How COVID-19 relief comes into the equation

You might be wondering why interest rates are rising while the United States is still in the midst of a pandemic. Asked about the rate hike, a representative from the US Department of Education declined to comment, but directed us to the federal student aid web pages, including interest rates for new direct loans and a page detailing the calculation of federal interest rates.

Although interest rates rose this month, the DOE extended the pause on payments and interest on all federal loans and collections on defaulted loans until at least September 30, 2021.

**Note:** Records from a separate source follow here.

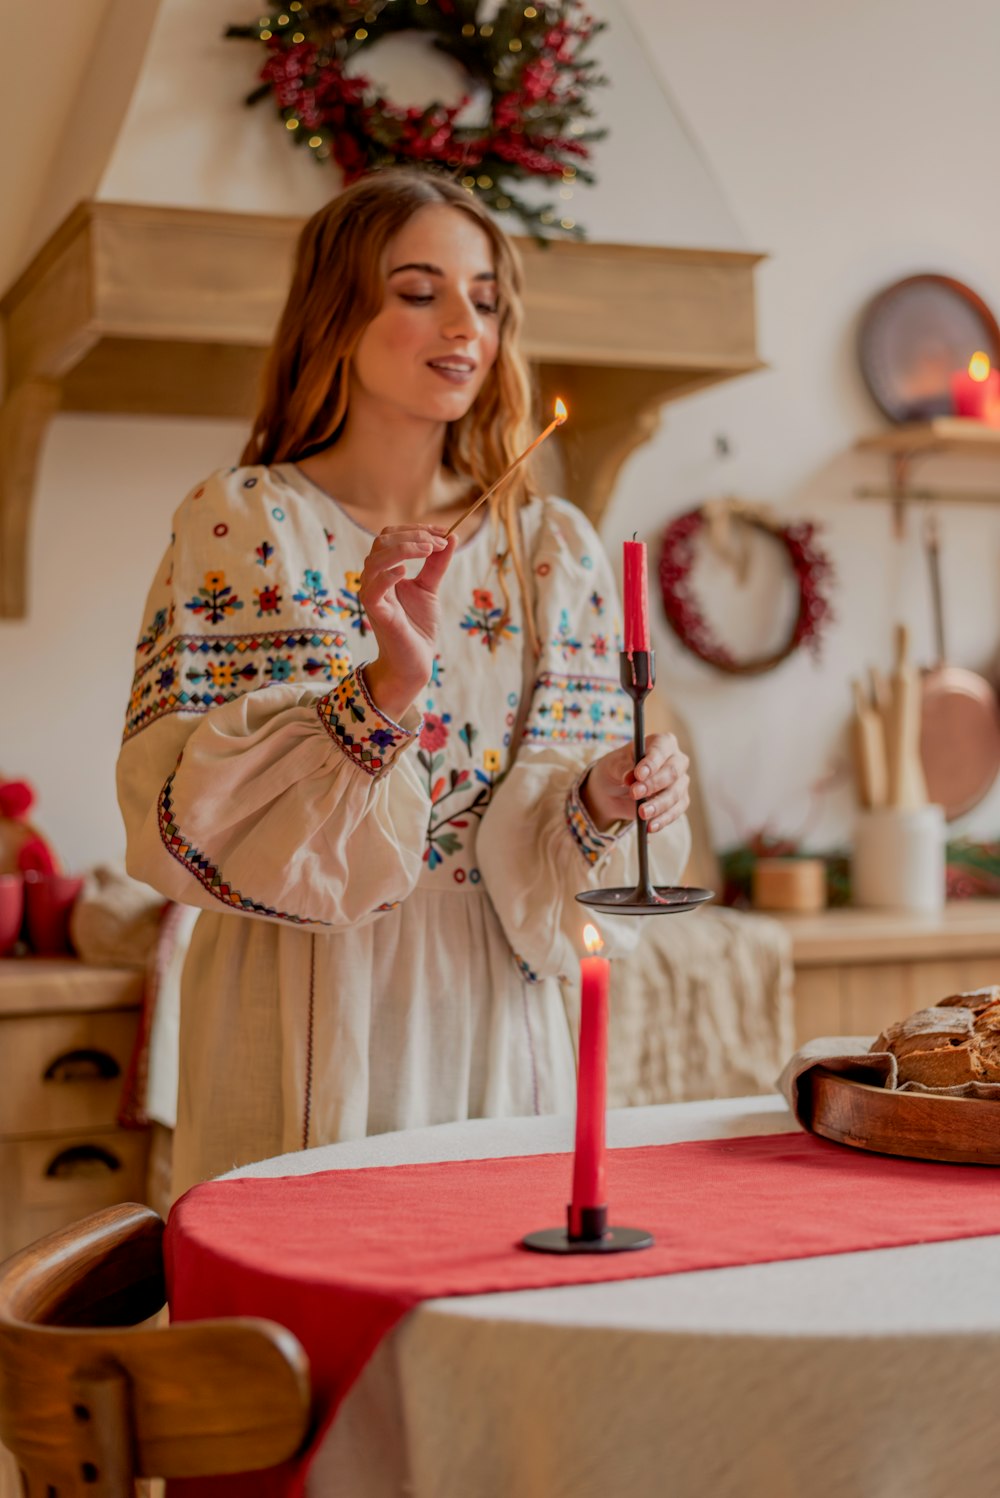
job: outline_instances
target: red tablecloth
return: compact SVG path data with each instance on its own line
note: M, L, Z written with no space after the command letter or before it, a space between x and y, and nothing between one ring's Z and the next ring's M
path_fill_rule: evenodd
M289 1327L312 1362L317 1434L296 1463L178 1490L300 1493L344 1395L422 1300L1000 1234L1000 1179L987 1166L863 1155L806 1134L619 1149L609 1164L612 1221L647 1228L654 1248L554 1257L518 1246L565 1220L568 1155L189 1191L167 1226L174 1318L255 1315Z

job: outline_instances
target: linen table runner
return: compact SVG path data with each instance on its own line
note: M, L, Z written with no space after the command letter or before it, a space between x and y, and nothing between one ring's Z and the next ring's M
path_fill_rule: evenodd
M316 1433L296 1462L171 1483L171 1494L301 1493L351 1384L422 1300L1000 1234L988 1166L864 1155L799 1133L615 1149L608 1163L612 1222L649 1229L655 1247L554 1257L517 1246L565 1221L566 1154L195 1186L167 1226L172 1316L266 1316L293 1331L312 1364Z

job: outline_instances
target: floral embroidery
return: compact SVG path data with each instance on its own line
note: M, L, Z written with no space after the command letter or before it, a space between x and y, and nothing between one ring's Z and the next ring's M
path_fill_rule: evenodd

Last March, the DOE expanded its relief efforts by offering the same interest-free break to 1.14 million borrowers with loans in default under the federal Family Education Loan Program. Between 1965 and 2010, the FFEL program insured federal student loans disbursed by private lenders, including Stafford Loans, Unsubsidized Stafford Loans, Federal Plus Loans, and Federal Consolidation Loans. While some of these loans remain private, others are held by the DOE after being transferred to the government due to default or were purchased by the government during the 2008 financial crisis. This relief is retroactive to the March 13, 2020, the DOE said in a news release and will protect more than 800,000 borrowers whose tax refunds were at risk of being garnished to pay off delinquent student loans. In addition, borrowers whose tax refunds have been garnished or whose wages have been garnished in the past year will automatically receive refunds.

If you are unsure whether you have an FFEL loan, you can call the Federal Student Aid Hotline (1-800-4-FED-AID) or log on to the FSA website with your FSA ID to know who manages your loan.